Humor Magazine

Sometimes There Are No Words - Even from Me!

By Davidduff

I am not a frequent visitor to the site of my e-pal Louise who occasionally comments here because, frankly, I am a bit of a moral coward.  Her site is sometimes painful and upsetting to read.  Louise, herself, suffers with that most elusive and sometimes destructive of disabilities, the ones that 'bend' the mind.  It has always been a remarkable fact that people may experience an event together, taking in information through their senses, and yet still come out with different descriptions of what occurred - as any experienced police officer will tell you who has regularly interviewed witnesses.  This 'normal' characteristic is made 'abnormal' when those concerned suffer with some sort of mental impairment which alters not only their view of individual events but also of their entire world view including, perhaps especially, their view of themselves inside this world.

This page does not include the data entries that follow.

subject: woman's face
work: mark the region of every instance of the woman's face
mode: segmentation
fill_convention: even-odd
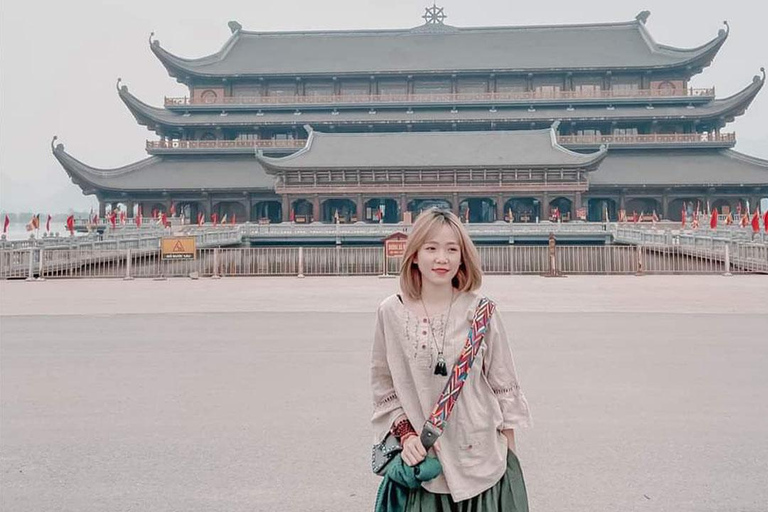
[[[451,226],[443,224],[431,233],[416,253],[414,262],[419,267],[422,282],[450,285],[461,265],[459,238]]]

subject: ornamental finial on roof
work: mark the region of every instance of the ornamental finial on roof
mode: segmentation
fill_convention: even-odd
[[[427,7],[422,18],[427,22],[427,25],[442,25],[445,18],[448,16],[443,12],[443,7],[438,7],[434,3],[432,7]]]
[[[648,18],[651,17],[651,11],[642,11],[635,16],[635,19],[645,25],[648,22]]]
[[[235,20],[230,21],[227,23],[227,26],[229,27],[229,30],[234,34],[235,32],[240,32],[243,29],[243,26],[236,22]]]

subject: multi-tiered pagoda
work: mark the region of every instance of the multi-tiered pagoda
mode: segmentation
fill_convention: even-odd
[[[768,161],[723,131],[765,83],[694,89],[728,25],[691,49],[623,23],[458,28],[439,8],[407,30],[249,32],[198,59],[150,49],[189,96],[150,106],[149,158],[95,169],[53,154],[101,214],[216,213],[261,222],[399,222],[432,204],[470,222],[679,220],[768,197]],[[605,148],[608,148],[607,150]],[[406,214],[406,215],[404,215]]]

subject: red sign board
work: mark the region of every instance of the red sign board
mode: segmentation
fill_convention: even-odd
[[[408,241],[408,235],[405,233],[392,233],[384,239],[384,251],[387,258],[402,258],[405,254],[405,244]]]

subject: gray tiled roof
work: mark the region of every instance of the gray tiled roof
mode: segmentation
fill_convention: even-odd
[[[84,191],[87,190],[254,190],[274,192],[275,179],[252,155],[153,156],[116,169],[96,169],[64,151],[53,155]]]
[[[610,151],[590,187],[611,185],[768,185],[768,160],[730,149]]]
[[[616,105],[609,110],[606,107],[579,106],[573,110],[562,107],[536,107],[534,111],[527,108],[502,108],[490,112],[488,108],[459,108],[456,112],[442,106],[439,108],[414,108],[412,114],[406,114],[406,108],[379,108],[375,114],[368,110],[339,110],[337,115],[332,112],[307,110],[301,115],[292,112],[265,111],[261,115],[256,112],[228,112],[222,116],[219,113],[193,112],[185,116],[182,113],[150,106],[128,91],[126,86],[119,89],[120,98],[136,117],[137,121],[149,126],[258,126],[258,125],[291,125],[291,124],[378,124],[378,123],[419,123],[419,122],[505,122],[530,121],[548,122],[555,120],[643,120],[643,119],[713,119],[720,116],[733,117],[743,113],[757,93],[763,87],[765,77],[755,77],[751,84],[738,93],[723,99],[712,100],[704,105],[688,108],[687,105],[657,105],[653,109],[637,105]]]
[[[522,27],[421,26],[406,30],[249,32],[239,30],[215,54],[184,59],[150,47],[169,72],[258,75],[668,68],[709,64],[727,38],[721,30],[692,49],[661,45],[638,20]]]
[[[555,131],[321,133],[310,132],[296,153],[273,158],[257,155],[280,169],[570,167],[594,169],[605,149],[588,155],[569,151]]]

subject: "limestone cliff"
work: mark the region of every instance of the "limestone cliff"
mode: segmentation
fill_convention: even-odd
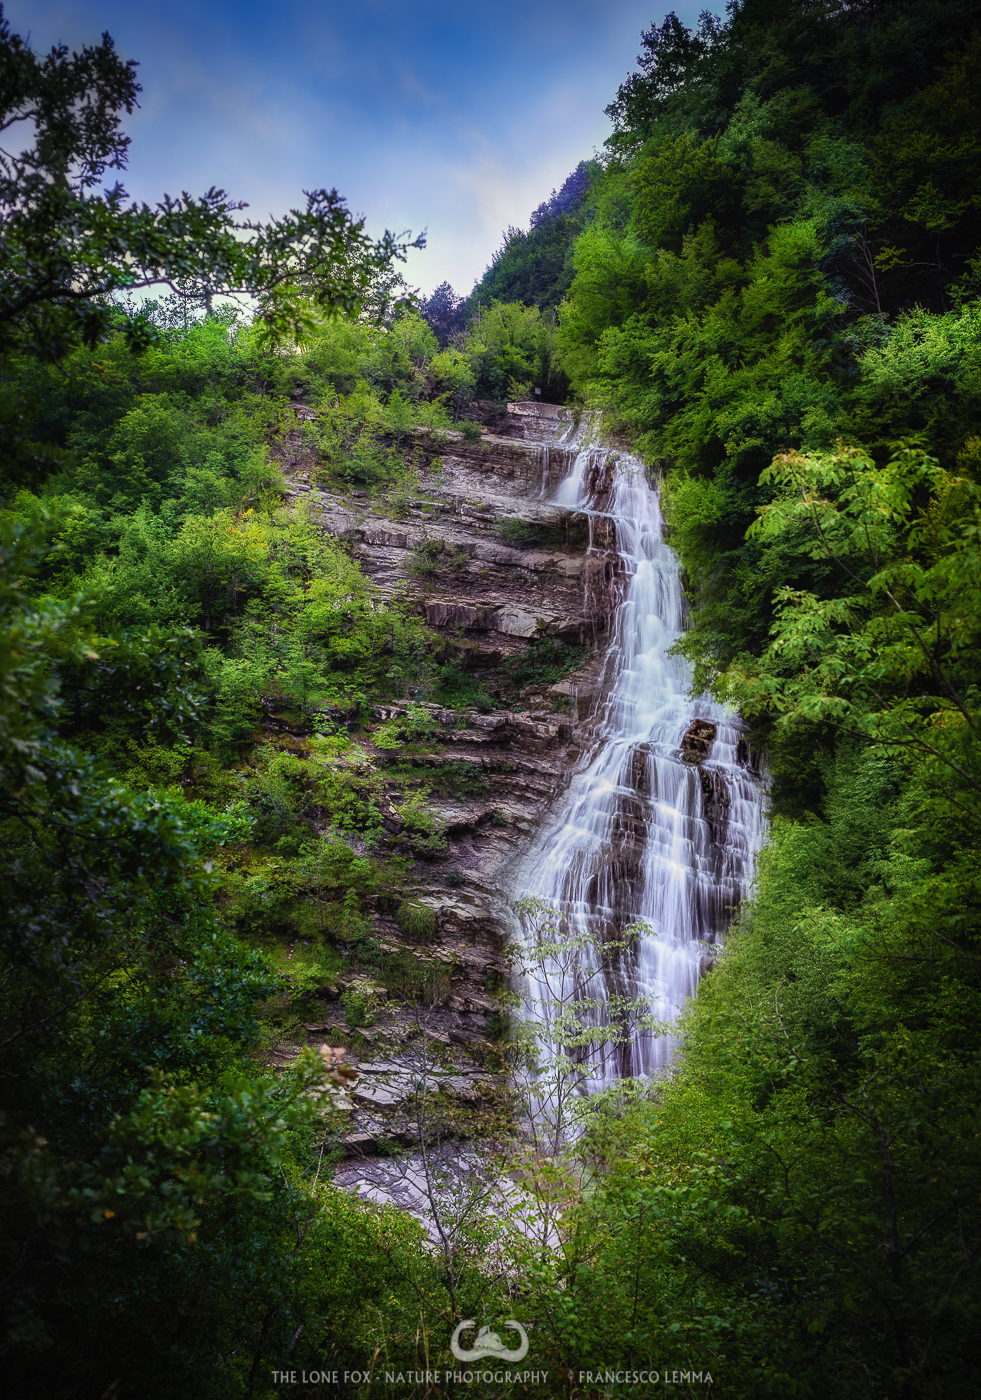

In a recent post she describes the travails of Michael, an ex-soldier, mentally impaired to the point that he has fallen, or perhaps marched, through the cracks in society to end up as one of life's derelicts.  Now confined to a mental hospital he refuses, like Randle McMurphy in One Flew Over the Cuckoo's Nest, to take his meds and nightly the staff are required to use "reasonable force" (ie, six big men!) to administer them.  At this point one's sympathies are stretched to opposite poles, yes, one feels desperately sorry for Michael who is obviously a man with some considerable character but equally one cannot help but feel for the staff, too.  They are not, I am sure, all the equivalent of the repellent Nurse Ratched in Ken Kesey's one-sided drama.  People with disabling mental problems must be taken under care and control and those whose job it is to administer them must do what they think is necessary even if the state of knowledge of mental disorder is still in its infancy.

In other words, it's a 'no win' situation and I feel real anguish for the people concerned - on both sides of the meds!  Thank goodness Louise is out of hospital and continues to fight her own lonely battle with some success judging by her excellent blog.